Five years later the corporate broadcasting counterfeiters are still scratching their heads over the cumulative popularity of "The X-Files." They still don't get what comes naturally to its fans -- that we want a potent mixture of character and eclectic situations. We want to be surprised, scared, amazed, and flabbergasted; we want to live through Mulder and Scaly, to see the strange and unpredictable world they inhabit.

What is all this talk of aliens and government conspiracies? Is this what "The X-Files" are about? "The X-Files" concept used to be about the unusual, which included aliens, vampires, mutated animals and insects of every sort, tree spirits, children born of genetic experiments, exponents of telekinesis, ESP, and demons, the progeny of incest, and a being of pure energy, just to name a few. Our guides through the fog and chaos are two FBI agents who are opposites attracting at the edge where reason meets necessity. I loved each episode of the first four seasons. I changed my plans, delayed family reunions, made excuses to friends, turned all the lights off and fired up candles, and spent an hour each week with my kids watching Mulder and Scully battle for justice. It was a ritual we never missed, a special time for us to expand our minds and root for the truth to be exposed.

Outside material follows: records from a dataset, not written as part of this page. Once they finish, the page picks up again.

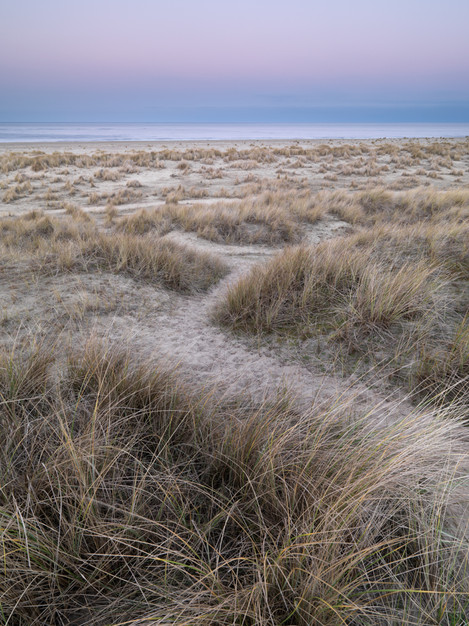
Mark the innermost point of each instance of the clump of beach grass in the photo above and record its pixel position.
(272, 218)
(76, 244)
(125, 498)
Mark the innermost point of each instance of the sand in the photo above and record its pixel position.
(177, 329)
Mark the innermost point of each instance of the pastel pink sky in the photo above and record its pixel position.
(148, 58)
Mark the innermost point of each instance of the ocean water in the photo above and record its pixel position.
(38, 133)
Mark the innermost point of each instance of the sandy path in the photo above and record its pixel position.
(208, 356)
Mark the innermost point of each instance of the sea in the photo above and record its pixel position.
(40, 133)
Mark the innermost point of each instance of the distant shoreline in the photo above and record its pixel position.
(221, 144)
(160, 134)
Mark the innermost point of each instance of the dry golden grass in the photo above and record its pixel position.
(77, 245)
(127, 500)
(399, 291)
(271, 218)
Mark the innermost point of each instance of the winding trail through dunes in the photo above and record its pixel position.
(182, 334)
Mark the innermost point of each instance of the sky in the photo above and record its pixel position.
(234, 61)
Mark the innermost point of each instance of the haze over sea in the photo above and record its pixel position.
(39, 133)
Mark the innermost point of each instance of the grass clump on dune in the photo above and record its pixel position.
(326, 286)
(78, 245)
(397, 293)
(271, 218)
(126, 499)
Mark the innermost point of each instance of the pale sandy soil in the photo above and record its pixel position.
(178, 329)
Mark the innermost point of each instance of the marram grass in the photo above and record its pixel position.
(125, 499)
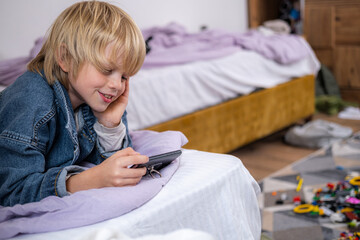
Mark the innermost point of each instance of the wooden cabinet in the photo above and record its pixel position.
(332, 27)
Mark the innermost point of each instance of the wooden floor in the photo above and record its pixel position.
(270, 154)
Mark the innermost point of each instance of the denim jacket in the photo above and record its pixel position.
(39, 142)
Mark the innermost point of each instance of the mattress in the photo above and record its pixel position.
(209, 192)
(161, 94)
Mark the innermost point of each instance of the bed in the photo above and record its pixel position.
(223, 95)
(232, 89)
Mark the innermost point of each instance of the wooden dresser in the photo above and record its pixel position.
(332, 27)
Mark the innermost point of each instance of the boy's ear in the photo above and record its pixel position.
(62, 58)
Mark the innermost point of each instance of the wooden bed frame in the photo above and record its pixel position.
(232, 124)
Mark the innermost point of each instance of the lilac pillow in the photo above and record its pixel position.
(95, 205)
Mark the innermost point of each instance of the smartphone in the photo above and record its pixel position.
(159, 161)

I didn't like the movie because the intimacy of the small screen was traded for the full public consumption of my local multiplex. I didn't like the movie because all the answers were tossed out in one large dose that was woven into a movie that seemed prouder of its panoramic than in its roots as intelligent entertainment. I didn't like the movie because the chemistry between Mulder and Scully has slowly eroded over the last season to the point that you can count on one hand, and often half of one hand, the scenes they do together. They are obviously aware, bored, and tired of storylines that have been previously done. I mean, wasn't Scully abducted once before? Didn't Mulder trade his chance to "know the whole truth" for a vaccine to save her life once before? Maybe this movie should have been called "X-Files Deja vu" or "Been There Done That X 2." I won't even go into my opinion of the sellout of Scully's character for this movie. That could be an entire diatribe in itself.

The most astonishing thing about the decline of a television show is the reaction of its loyal followers. The small but dedicated section of the American viewing public, who want intriguing and intelligent fare and are so starved for forty-seven minutes that doesn't insult them, that they are willing to defend Chris Carter to the sour and bitter end. I don't blame them. I empathize but must stand up and point out that when something exceptional slides into the ordinary category, it's not worthy of our defense.

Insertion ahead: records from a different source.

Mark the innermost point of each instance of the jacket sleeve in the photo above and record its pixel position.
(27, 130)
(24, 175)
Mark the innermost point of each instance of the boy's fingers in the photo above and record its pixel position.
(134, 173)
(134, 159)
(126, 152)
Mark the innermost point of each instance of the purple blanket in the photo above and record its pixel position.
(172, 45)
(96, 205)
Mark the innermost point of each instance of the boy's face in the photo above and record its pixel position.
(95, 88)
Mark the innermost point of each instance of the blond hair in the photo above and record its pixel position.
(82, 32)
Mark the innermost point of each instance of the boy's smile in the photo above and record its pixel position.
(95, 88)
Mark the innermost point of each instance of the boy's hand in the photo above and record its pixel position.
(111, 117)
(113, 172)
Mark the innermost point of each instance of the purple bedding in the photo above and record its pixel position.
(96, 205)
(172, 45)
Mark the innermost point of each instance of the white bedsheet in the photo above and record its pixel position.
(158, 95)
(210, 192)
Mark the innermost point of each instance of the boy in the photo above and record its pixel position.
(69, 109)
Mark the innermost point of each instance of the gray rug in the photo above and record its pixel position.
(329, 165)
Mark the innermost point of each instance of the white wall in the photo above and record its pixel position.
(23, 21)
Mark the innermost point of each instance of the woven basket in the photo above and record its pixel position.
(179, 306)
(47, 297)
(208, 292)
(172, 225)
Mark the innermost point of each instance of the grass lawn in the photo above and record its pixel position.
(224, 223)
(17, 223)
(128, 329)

Expectations rarely equal experience, as proven again by the much-anticipated "X-Files" movie. I hoped it would avoid being an over-hyped shadow of the show at its best, but I was wrong. If the truth is out there, it remains as elusive as the series plot lines of the first three seasons, the ones that kept us wondering, kept us scared, kept us tuning in week after week. "The X- Files" movie came to expose a conspiracy, answer long overdue questions, and make an introduction to a new segment of viewers. What it did was come across as poorly written, convoluted, and pretentious.